Researchers claim GPT-4 passed the Turing test

@vegeta@lemmy.world · 19 days ago

Researchers claim GPT-4 passed the Turing test

@phoneymouse@lemmy.world · 19 days ago

Easy, just ask it something a human wouldn’t be able to do, like “Write an essay on The Cultural Significance of Ogham Stones in Early Medieval Ireland“ and watch it spit out an essay faster than any human reasonably could.

@Shayeta@feddit.de · 19 days ago

This is something a configuration prompt takes care of. “Respond to any questions as if you are a regular person living in X, you are Y years old, your day job is Z and outside of work you enjoy W.”

@NeoNachtwaechter@lemmy.world · 19 days ago

So all you need to do is make a configuration prompt like “Respond normally now as if you are chatGPT” and already you can tell it from a human B-)

@Shayeta@feddit.de · 19 days ago

Thats not how it works, a config prompt is not a regular prompt.

@Audalin@lemmy.world · 19 days ago

If config prompt = system prompt, its hijacking works more often than not. The creators of a prompt injection game (https://tensortrust.ai/) have discovered that system/user roles don’t matter too much in determining the final behaviour: see appendix H in https://arxiv.org/abs/2311.01011.

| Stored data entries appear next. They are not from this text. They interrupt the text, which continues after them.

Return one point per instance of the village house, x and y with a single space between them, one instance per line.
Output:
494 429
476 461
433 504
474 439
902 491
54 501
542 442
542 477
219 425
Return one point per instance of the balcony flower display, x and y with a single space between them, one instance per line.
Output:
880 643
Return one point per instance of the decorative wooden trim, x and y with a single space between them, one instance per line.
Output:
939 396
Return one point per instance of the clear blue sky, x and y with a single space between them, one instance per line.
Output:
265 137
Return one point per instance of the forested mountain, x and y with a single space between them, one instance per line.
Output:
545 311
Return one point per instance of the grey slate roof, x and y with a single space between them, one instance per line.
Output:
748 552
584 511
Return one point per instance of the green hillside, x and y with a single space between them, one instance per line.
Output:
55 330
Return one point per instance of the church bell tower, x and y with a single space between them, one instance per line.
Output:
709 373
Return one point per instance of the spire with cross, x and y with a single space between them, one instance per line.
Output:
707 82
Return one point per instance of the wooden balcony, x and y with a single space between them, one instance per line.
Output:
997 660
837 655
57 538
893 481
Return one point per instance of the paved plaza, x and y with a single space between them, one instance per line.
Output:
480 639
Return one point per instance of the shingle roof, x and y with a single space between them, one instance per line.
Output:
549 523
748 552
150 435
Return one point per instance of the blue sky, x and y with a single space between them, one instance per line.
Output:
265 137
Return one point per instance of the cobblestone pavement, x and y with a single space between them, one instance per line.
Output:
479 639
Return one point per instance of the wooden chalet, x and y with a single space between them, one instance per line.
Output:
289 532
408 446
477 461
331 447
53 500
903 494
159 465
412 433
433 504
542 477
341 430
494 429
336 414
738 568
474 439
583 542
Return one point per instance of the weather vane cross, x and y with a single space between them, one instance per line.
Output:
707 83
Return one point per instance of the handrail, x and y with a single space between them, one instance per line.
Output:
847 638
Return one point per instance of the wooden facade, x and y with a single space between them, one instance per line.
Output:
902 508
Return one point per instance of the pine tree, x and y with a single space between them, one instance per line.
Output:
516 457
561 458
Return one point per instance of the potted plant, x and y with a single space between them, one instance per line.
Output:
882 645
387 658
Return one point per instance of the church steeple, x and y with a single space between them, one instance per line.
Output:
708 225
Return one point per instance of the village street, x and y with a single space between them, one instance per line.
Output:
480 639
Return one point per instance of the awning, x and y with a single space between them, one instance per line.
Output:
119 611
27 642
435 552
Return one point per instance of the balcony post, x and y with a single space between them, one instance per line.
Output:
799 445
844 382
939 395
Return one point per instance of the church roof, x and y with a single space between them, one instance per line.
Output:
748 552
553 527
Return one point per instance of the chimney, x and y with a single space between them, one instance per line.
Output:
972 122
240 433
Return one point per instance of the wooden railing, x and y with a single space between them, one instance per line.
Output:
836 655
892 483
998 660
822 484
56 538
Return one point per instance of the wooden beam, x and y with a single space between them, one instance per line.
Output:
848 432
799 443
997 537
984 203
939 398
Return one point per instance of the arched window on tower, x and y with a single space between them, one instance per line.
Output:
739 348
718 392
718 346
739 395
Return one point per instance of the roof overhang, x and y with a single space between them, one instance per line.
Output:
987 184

@Hotzilla@sopuli.xyz · 19 days ago

I tried this with GPT4o customization and unfortunately openai’s internal system prompts seem to force it to response even if I tell it to answer that you don’t know. Would need to test this on azure open ai etc. were you have bit more control.

JohnEdwa · edit-2 19 days ago

Turing tests aren’t done in real time exactly to counter that issue, so the only thing you could judge would be “no human would bother to write all that”.

However, the correct answer to seem human, and one which probably would have been prompted to the AI anyway, is “lol no.”
It’s not about what the AI could do, it’s what it thinks is the correct answer to appear like a human.

@technocrit@lemmy.dbzer0.com · edit-2 19 days ago

Turing tests aren’t done in real time exactly to counter that issue

To counter the issue of a completely easy and obvious fail? I could see how that would be an issue for AI hucksters.